Stevenic / vectra

Vectra is a local vector database for Node.js with features similar to pinecone but built using local files.
MIT License
398 stars 32 forks source link

[Feature Request] Hybrid Search for Keywords #50

Open GregorBiswanger opened 6 months ago

GregorBiswanger commented 6 months ago

I have a feature request for the Vectra library. Currently, I am having difficulty obtaining accurate results from my data when searching for a single word occurrence. Other vector databases support a hybrid search that includes keyword searches to achieve more precise results.

Feature Request: I would like to see a hybrid search implemented that includes both traditional vector search and keyword search.
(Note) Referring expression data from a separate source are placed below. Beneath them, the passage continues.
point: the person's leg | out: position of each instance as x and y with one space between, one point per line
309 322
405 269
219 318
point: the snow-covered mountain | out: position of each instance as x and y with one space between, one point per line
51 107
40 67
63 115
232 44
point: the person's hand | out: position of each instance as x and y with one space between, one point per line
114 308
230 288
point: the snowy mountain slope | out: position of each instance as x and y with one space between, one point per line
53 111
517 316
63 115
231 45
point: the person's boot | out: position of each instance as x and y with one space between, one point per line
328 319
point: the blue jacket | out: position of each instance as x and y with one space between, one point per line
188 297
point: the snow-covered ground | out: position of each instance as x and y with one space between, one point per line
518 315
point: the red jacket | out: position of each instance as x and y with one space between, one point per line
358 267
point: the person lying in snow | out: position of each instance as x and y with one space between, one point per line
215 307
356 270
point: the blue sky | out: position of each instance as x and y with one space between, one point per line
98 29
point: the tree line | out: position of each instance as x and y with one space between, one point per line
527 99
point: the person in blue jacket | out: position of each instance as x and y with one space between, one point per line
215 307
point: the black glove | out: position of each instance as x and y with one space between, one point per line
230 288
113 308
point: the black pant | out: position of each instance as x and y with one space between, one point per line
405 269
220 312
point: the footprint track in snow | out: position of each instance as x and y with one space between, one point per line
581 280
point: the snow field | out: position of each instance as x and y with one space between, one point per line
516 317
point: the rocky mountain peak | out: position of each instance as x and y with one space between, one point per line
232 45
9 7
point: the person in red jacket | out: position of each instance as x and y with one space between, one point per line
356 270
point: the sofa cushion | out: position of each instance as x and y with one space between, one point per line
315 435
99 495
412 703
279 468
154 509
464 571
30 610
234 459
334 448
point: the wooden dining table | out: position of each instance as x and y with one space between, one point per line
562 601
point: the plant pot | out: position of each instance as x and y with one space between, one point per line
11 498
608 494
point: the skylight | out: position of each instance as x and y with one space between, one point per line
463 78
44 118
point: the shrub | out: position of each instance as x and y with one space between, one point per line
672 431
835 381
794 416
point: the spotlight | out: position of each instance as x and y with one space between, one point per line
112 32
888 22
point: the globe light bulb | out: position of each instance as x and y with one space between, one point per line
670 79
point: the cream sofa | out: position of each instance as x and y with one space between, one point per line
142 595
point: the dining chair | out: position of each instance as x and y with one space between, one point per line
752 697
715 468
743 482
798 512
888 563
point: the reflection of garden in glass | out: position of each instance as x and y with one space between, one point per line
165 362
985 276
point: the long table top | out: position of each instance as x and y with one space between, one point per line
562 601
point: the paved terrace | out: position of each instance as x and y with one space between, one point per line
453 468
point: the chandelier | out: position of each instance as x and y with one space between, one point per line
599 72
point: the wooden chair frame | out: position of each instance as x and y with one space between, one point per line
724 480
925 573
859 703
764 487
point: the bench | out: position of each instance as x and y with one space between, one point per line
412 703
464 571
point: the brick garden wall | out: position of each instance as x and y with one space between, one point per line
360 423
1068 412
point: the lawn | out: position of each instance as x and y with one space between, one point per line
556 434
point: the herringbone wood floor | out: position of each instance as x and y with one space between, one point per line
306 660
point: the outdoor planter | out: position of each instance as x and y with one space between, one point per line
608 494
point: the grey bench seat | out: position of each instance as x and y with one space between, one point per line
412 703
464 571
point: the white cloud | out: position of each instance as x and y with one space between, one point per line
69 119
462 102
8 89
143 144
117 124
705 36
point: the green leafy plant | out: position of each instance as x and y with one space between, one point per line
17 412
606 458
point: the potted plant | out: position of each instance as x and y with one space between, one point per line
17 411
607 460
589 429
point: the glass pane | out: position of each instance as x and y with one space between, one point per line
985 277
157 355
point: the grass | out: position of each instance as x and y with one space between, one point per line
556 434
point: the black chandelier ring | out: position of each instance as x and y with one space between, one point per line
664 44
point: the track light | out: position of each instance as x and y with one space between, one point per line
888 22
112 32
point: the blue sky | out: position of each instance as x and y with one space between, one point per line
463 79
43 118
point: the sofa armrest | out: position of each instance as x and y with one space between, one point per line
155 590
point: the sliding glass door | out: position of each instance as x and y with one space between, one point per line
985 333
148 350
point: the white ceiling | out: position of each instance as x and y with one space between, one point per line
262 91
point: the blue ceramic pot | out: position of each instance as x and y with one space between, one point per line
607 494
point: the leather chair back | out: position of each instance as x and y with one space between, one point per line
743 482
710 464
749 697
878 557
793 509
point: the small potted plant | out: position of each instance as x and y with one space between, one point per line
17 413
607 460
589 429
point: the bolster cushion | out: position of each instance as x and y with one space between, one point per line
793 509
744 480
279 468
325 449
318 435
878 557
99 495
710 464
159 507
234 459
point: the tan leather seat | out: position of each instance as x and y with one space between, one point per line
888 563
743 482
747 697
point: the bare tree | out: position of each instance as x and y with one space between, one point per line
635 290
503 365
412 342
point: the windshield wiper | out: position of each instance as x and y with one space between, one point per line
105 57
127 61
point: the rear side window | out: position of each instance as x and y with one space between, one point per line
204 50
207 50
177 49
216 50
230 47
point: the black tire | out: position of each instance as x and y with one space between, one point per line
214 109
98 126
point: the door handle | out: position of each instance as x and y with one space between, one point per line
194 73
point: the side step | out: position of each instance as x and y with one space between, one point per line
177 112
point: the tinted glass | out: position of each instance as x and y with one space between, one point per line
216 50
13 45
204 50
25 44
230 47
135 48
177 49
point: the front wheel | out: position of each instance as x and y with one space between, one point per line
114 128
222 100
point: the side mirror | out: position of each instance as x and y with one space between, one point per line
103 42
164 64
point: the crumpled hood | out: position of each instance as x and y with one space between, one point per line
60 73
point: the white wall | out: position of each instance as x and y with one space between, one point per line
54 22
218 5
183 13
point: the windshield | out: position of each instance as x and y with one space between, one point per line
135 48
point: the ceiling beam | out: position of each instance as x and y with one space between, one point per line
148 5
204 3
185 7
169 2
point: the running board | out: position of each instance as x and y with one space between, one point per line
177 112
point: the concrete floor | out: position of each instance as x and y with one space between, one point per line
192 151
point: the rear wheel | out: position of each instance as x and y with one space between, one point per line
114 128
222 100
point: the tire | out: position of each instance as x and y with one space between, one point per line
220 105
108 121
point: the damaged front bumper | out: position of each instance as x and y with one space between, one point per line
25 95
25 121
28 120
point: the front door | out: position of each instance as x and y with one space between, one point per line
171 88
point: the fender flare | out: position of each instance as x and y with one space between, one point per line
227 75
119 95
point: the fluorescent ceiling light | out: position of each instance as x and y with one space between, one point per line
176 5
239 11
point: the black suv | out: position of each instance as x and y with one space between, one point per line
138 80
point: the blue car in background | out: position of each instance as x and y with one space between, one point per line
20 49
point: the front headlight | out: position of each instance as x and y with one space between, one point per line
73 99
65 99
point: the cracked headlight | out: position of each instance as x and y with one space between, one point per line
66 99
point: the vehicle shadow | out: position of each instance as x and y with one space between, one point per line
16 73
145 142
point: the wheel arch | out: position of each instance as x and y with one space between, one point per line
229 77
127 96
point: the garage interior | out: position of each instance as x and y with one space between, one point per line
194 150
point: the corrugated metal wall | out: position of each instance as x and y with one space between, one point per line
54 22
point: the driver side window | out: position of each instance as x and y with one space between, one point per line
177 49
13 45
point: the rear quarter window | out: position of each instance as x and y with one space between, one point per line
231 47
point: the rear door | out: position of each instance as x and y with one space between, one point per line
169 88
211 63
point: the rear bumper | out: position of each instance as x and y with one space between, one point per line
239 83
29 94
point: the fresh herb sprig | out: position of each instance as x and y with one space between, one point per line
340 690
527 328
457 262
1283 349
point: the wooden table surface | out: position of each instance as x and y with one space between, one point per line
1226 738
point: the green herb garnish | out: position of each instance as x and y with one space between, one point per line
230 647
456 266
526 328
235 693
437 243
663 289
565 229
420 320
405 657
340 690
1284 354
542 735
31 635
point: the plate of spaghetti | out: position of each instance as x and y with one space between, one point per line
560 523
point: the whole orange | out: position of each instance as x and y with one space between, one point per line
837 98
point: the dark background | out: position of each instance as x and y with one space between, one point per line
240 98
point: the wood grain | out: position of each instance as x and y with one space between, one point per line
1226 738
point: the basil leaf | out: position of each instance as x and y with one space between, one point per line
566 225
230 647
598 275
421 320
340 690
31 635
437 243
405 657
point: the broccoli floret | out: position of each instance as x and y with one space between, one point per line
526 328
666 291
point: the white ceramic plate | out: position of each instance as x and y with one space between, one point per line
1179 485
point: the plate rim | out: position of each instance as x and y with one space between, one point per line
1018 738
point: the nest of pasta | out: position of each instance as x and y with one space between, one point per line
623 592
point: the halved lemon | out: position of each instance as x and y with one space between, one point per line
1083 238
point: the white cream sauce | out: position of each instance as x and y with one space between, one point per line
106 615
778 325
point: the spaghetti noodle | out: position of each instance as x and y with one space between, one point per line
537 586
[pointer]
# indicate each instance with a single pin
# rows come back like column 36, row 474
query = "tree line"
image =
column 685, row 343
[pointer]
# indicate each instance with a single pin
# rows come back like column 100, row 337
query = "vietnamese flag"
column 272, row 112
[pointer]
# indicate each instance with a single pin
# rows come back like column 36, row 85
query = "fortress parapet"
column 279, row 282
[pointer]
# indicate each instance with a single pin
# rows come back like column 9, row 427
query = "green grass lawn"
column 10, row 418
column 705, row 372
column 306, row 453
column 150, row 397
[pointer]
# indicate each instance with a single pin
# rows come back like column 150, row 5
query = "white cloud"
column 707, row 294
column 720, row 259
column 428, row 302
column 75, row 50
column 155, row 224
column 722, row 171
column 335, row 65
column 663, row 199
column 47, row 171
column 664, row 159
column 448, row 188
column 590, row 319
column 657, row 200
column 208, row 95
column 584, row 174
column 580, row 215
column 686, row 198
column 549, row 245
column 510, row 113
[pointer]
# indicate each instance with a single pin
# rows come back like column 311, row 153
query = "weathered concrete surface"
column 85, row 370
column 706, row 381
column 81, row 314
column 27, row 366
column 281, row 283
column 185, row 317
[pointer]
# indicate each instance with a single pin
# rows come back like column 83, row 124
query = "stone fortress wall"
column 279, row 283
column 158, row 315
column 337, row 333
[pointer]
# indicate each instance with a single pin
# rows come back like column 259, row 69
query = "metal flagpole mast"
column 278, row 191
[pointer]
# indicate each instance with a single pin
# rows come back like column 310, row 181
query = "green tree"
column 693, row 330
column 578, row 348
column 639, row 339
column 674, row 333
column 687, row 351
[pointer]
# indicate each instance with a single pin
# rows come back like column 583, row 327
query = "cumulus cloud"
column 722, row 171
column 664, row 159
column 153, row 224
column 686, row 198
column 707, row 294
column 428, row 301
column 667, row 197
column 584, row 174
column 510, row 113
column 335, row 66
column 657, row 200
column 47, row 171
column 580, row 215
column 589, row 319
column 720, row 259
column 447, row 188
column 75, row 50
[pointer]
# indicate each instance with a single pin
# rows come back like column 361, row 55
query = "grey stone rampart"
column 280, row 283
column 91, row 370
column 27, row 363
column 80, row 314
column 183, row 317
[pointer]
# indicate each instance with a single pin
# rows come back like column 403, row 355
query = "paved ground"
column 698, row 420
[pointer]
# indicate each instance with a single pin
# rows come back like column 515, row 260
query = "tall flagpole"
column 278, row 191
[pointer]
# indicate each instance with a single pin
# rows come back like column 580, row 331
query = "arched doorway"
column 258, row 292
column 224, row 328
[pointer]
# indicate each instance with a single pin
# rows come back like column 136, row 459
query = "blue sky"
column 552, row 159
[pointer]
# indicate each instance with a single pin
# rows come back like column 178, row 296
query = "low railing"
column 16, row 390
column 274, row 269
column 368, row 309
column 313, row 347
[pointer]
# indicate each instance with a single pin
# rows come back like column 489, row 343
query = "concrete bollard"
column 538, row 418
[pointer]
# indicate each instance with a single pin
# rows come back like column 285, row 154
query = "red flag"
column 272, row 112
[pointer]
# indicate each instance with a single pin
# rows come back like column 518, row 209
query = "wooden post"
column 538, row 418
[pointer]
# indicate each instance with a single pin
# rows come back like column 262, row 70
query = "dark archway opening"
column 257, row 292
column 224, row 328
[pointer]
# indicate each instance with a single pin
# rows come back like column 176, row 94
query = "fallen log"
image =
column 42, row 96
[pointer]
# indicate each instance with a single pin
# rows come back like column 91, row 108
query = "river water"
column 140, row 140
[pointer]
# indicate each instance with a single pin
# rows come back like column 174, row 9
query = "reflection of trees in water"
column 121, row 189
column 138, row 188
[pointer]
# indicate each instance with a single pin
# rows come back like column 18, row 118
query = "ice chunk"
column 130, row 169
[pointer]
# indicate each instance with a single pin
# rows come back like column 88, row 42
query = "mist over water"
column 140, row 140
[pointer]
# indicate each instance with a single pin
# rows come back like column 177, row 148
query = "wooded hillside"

This would significantly improve the accuracy of search results, especially for data containing frequently occurring words.

Benefit: Such a feature would enable more precise and relevant search results by combining the strengths of both search methods. This is particularly useful in cases where vector search alone is insufficient to find relevant results.

Examples:

Thank you for your great work on Vectra and for considering this feature request!

Cheers, Gregor

Stevenic commented 6 months ago

I don't disagree but this is a pretty big add... It would mean adding a keyword index which would mean loading two indexes into memory. I've thought a lot about this myself and I've just been reluctant to add the additional complexity (and memory hit.) I'm open to ideas for simple ways to implement hybrid search that doesn't involve a big memory hit or add a lot of complexity.

GaureeshAnvekar commented 1 week ago

@Stevenic, thanks for the clarification! There's a way to integrate "BM-25" keyword matching algorithm. But we'll need to store the extracted text from documents/urls as well. We can always keep the hybrid search optional, both during indexing and querying. Looking into it currently. Thanks again for this cool repo!